75 Cygni

Observation data Epoch J2000 Equinox ICRS
- Constellation: Cygnus
- Right ascension: 21^{h} 40^{m} 11.10795^{s}
- Declination: +43° 16′ 25.8161″
- Apparent magnitude (V): 5.09

Characteristics
- Evolutionary stage: asymptotic giant branch
- Spectral type: M1IIIab
- B−V color index: 1.601±0.006
- Variable type: suspected

Astrometry
- Radial velocity (R_{v}): −29.25±0.14 km/s
- Proper motion (μ): RA: +62.366 mas/yr Dec.: +15.488 mas/yr
- Parallax (π): 7.5210±0.1706 mas
- Distance: 434 ± 10 ly (133 ± 3 pc)
- Absolute magnitude (M_{V}): −0.36

Details
- Mass: 1.4 M_{☉}
- Radius: 46 R_{☉}
- Luminosity: 442 L_{☉}
- Surface gravity (log g): 1.69 cgs
- Temperature: 3,906 K
- Metallicity [Fe/H]: −0.24 dex
- Other designations: 75 Cyg, NSV 13834, AAVSO 2136+42, BD+42°4177, GC 30338, HD 206330, HIP 106999, HR 8284, SAO 51167, WDS J21402+4316

Database references
- SIMBAD: data

= 75 Cygni =

Star in the constellation Cygnus

75 Cygni is a binary star system in the northern constellation of Cygnus. It is visible to the naked eye as a dim, reddish-hued point of light with an apparent visual magnitude of 5.09. The system is located at a distance of about 434 light years from the Sun, based on parallax, and is drifting closer with a radial velocity of −29 km/s.
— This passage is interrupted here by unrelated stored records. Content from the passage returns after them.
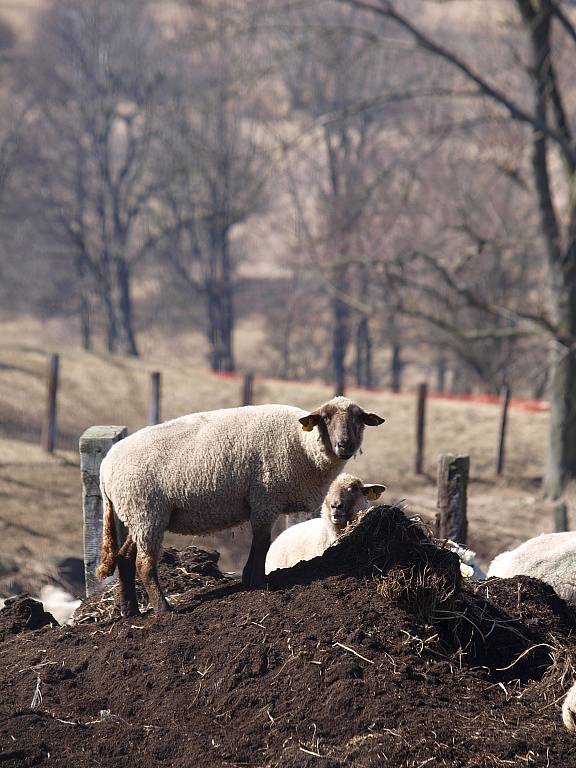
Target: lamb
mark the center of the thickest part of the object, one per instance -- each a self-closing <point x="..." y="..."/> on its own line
<point x="59" y="603"/>
<point x="213" y="470"/>
<point x="550" y="557"/>
<point x="345" y="498"/>
<point x="569" y="709"/>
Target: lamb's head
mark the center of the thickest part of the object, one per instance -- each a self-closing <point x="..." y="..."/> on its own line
<point x="341" y="424"/>
<point x="346" y="497"/>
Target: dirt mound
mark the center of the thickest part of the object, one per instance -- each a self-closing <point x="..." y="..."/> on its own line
<point x="23" y="614"/>
<point x="325" y="672"/>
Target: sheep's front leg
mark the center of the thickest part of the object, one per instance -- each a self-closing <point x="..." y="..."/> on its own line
<point x="253" y="575"/>
<point x="127" y="579"/>
<point x="148" y="572"/>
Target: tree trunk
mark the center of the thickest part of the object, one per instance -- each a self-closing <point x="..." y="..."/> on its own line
<point x="561" y="464"/>
<point x="220" y="301"/>
<point x="363" y="354"/>
<point x="83" y="302"/>
<point x="440" y="372"/>
<point x="340" y="332"/>
<point x="396" y="368"/>
<point x="126" y="337"/>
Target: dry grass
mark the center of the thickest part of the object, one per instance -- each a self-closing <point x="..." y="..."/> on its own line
<point x="420" y="592"/>
<point x="40" y="495"/>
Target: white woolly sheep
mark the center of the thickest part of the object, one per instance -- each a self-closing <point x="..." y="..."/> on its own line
<point x="550" y="557"/>
<point x="59" y="603"/>
<point x="569" y="709"/>
<point x="213" y="470"/>
<point x="345" y="498"/>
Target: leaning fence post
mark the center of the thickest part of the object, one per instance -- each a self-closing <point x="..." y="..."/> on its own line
<point x="451" y="518"/>
<point x="154" y="404"/>
<point x="49" y="424"/>
<point x="420" y="426"/>
<point x="248" y="388"/>
<point x="94" y="445"/>
<point x="505" y="400"/>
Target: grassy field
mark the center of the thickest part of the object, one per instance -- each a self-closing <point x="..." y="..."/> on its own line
<point x="40" y="495"/>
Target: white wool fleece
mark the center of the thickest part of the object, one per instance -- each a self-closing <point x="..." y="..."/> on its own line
<point x="216" y="469"/>
<point x="311" y="538"/>
<point x="550" y="558"/>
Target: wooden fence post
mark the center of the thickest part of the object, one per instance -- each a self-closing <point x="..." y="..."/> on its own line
<point x="154" y="403"/>
<point x="560" y="516"/>
<point x="451" y="519"/>
<point x="49" y="424"/>
<point x="248" y="388"/>
<point x="505" y="400"/>
<point x="420" y="427"/>
<point x="94" y="445"/>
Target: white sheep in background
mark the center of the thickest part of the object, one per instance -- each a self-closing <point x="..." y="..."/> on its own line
<point x="550" y="558"/>
<point x="213" y="470"/>
<point x="569" y="709"/>
<point x="59" y="603"/>
<point x="345" y="498"/>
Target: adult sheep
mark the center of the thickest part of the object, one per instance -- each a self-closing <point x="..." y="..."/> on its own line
<point x="345" y="498"/>
<point x="550" y="557"/>
<point x="213" y="470"/>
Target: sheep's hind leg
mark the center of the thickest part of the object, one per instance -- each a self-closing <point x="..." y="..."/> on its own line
<point x="253" y="575"/>
<point x="148" y="572"/>
<point x="127" y="579"/>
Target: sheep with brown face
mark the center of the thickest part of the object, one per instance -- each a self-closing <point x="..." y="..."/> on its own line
<point x="213" y="470"/>
<point x="347" y="496"/>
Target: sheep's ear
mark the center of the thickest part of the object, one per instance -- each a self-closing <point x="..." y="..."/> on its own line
<point x="373" y="492"/>
<point x="310" y="421"/>
<point x="371" y="419"/>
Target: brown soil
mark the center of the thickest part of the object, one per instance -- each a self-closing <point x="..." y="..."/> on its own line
<point x="384" y="661"/>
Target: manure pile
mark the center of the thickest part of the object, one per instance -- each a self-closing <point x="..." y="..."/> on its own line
<point x="373" y="655"/>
The pair had an angular separation of 2.7 arcsecond as of 2008, with the companion having a visual magnitude of 10.7. The brighter magnitude 5.18 primary is an aging red giant star with a stellar classification of M1IIIab. Having exhausted the supply of hydrogen at its core, it has expanded to around 46 times the radius of the Sun. It is a suspected variable star of unknown type and amplitude. The star is radiating 442 times the Sun's luminosity from its enlarged photosphere at an effective temperature of ±3,906 K.

It is likely that 75 Cygni is on the asymptotic giant branch, having exhausted its core helium, but there is a chance that it might be a higher-mass star on the red giant branch, before igniting its core helium.

An optical companion, with a spectral type of K, is about an arcminute away and has an apparent magnitude of 10.14.